“Oui. Pierre Patenaude showed me his weather station. Between his readings and a call to Environment Canada we can say the rain began about then,” Agent Lacoste confirmed as she sipped her vichyssoise.
“Bon. Alors, what were people doing then?” His deep brown eyes moved from Lacoste to Beauvoir.
“Peter and Clara Morrow went to bed shortly after you left the room,” said Beauvoir, consulting the notebook beside him. “Monsieur and Madame Finney had already gone up. The housemaid saw them and wished them goodnight. No one saw Peter and Clara, by the way. Thomas and Sandra Morrow stayed in the library here with his sister Marianna discussing the unveiling for about twenty minutes then they went to bed too.”
“All of them?” Gamache asked.
“Thomas and Sandra Morrow went straight up, but Marianna stayed for a few minutes.
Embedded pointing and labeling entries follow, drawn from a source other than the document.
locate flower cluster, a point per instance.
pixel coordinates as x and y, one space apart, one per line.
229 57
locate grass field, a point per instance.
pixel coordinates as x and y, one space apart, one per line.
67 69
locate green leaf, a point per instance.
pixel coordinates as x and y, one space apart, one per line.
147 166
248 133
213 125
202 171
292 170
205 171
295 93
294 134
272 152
Had another drink, listened to some music. The maître d’ served her and waited until she’d gone to bed. That was about ten past midnight.”
“Good,” said the Chief Inspector. They were getting the skeleton of the case, the outline, the facts, who did what when. Or at least what they said they did. But they needed more, much more. They needed the flesh and blood.
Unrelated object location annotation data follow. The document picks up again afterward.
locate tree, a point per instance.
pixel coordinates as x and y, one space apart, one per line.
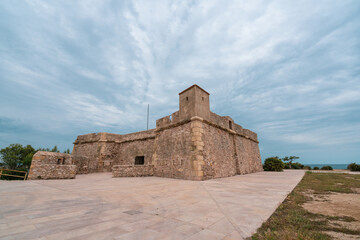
15 156
289 160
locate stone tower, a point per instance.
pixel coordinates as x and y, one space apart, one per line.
194 101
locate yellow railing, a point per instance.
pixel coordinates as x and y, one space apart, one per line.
9 170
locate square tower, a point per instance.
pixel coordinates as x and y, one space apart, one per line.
194 101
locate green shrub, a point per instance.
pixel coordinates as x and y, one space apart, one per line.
354 167
296 165
273 164
326 168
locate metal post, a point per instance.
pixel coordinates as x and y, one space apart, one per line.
147 122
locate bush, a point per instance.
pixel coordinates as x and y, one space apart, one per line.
296 165
354 167
326 168
273 164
“We need to find out about Julia Martin,” said Gamache. “Her life in Vancouver, how she met David Martin. What her interests were. Everything.”
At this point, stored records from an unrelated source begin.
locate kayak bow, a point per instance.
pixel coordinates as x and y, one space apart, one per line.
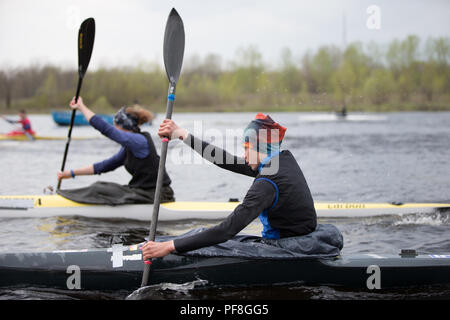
56 205
121 268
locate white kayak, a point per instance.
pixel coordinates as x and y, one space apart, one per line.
56 205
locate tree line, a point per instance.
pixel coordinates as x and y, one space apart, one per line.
407 74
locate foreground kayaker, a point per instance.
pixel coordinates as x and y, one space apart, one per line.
138 155
279 195
24 121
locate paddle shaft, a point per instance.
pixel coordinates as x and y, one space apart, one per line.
69 135
159 182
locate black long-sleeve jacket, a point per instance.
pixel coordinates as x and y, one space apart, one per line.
279 194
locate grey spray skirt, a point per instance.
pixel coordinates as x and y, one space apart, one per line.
113 194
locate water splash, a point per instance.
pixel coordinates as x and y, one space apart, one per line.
435 219
166 291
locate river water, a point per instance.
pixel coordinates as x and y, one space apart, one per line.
382 157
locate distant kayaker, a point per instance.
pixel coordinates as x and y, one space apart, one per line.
24 121
138 155
279 195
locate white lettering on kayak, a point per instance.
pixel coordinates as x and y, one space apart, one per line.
74 280
117 255
374 280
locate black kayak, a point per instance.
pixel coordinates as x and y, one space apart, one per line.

“Martin was in the insurance industry,” said Beauvoir. “I bet she was insured to the gills.”
Gamache looked at him with interest.
“I imagine you’re right. Easy enough to find out.”
Beauvoir lifted his brows then looked behind him. The large comfortable sofas and leather chairs had been rearranged and now a couple of tables were shoved together in the center of the library. Three sensible chairs sat round the tables, and in front of each, neatly arranged, was a notepad and pen.
This was Agent Lacoste’s solution to the computer problem. No computers. Not even a telephone. Instead they each had a pen and a pad of paper.
“I’ll start training the pigeons to carry the message. No wait, that’s silly,” said Beauvoir. “There must be a pony express stop nearby.”
“When I was your age, young man—” Gamache began, his voice creaky.
“Not the smoke signal story again,” said Beauvoir.